Le vampire se contente de lever un peu les mains. Elles sont couvertes d'argile, tremblantes dans les airs, stupéfaites et inutiles.

— Tu permets que j'aille les laver ? supplie-t-il en décollant légèrement sa tête de la poitrine de la libraire.

— Oui, bredouille-t-elle dans un souffle en se redressant.

Elle tremble toujours quand il disparaît en un clin d'œil. Presque instantanément, elle entend le robinet de l'étage s'activer. Charlotte cligne des yeux. Elle ne l'avait encore jamais vu aller aussi vite.

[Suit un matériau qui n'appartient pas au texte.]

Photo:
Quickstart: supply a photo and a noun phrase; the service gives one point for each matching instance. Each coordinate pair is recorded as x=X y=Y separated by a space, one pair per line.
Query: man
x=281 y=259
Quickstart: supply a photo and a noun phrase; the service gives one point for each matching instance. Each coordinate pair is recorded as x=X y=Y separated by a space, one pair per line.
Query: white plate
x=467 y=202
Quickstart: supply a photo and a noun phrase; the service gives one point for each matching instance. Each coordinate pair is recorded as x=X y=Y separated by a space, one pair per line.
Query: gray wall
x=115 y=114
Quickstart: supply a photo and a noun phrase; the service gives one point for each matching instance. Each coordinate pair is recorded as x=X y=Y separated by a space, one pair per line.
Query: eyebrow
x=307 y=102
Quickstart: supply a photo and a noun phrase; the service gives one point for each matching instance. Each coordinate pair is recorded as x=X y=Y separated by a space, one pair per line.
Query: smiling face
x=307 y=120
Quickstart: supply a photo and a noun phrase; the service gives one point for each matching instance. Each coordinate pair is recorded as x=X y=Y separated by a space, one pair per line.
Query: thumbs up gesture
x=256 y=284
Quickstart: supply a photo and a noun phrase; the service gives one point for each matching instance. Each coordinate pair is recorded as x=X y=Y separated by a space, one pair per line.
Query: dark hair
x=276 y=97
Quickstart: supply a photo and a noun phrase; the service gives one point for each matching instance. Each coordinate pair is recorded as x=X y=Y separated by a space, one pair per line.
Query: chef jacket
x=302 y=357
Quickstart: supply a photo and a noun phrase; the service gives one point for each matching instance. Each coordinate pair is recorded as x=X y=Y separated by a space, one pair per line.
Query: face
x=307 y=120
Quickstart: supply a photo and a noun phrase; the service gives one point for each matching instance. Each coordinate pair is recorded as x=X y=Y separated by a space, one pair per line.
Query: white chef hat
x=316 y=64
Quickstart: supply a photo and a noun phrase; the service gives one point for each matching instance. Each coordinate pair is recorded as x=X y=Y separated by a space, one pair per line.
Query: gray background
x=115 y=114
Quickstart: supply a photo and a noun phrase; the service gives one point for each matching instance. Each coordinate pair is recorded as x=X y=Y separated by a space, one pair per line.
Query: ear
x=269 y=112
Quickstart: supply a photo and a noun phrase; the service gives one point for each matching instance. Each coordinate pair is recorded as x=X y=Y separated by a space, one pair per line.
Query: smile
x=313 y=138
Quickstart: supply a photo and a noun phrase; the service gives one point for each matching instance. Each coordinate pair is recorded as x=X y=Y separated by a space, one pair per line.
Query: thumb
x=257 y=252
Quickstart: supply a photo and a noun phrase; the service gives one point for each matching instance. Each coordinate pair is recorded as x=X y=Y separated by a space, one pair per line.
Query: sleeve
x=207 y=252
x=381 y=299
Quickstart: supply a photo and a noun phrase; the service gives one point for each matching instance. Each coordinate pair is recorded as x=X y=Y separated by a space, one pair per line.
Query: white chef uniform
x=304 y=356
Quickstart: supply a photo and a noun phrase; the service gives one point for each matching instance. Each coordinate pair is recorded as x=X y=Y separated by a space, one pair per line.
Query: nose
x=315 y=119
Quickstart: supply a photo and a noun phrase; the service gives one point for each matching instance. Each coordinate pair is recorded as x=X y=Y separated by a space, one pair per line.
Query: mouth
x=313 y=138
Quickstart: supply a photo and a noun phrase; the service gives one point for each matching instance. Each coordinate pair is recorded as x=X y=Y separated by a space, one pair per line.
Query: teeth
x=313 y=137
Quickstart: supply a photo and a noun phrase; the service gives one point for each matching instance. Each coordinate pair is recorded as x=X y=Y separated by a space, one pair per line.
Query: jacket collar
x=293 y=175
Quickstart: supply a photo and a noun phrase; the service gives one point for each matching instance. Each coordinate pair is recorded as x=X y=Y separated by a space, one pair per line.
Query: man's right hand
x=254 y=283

Après quelques secondes d'hébètement, Gabriel apparaît sur le pas de la porte, le souffle mesuré, il regarde Charlotte intensément, immobile, il attend, il lui laisse un instant, elle hoche la tête, en un clin d'oeil il est devant elle, attrape son visage comme un tableau de Klimt, il l'amène à ses lèvres pour embrasser sa joue, sa pommette, le bout de son nez, il attrape sa bouche dans la sienne, Charlotte le prend par la taille, il l'attire encore plus près en emmêlant ses doigts dans ses cheveux et en houspillant ses lèvres, en la goûtant de tout son soûl. Leurs souffles et leurs salives se mélangent, leurs corps sont si proches, Charlotte se sent délicieusement assaillie, enveloppée de désir, elle sent tellement qu'il la veut que ça lui fait mal, et tellement de bien en même temps. Les livres ne mentaient pas sur la volupté extrême, sur les émotions délectables, elle veut être embrassée encore et encore, que ça ne s'arrête jamais, qu'il continue de tourmenter ses lèvres des siennes en parcourant son dos de caresses exaltées.

La clochette de la porte d'entrée retentit. Gabriel se fige. Il hésite un instant à reprendre comme si de rien n'était mais un coup d'œil au regard ivre de Charlotte l'en dissuade. Dommage que le travail n'attende pas.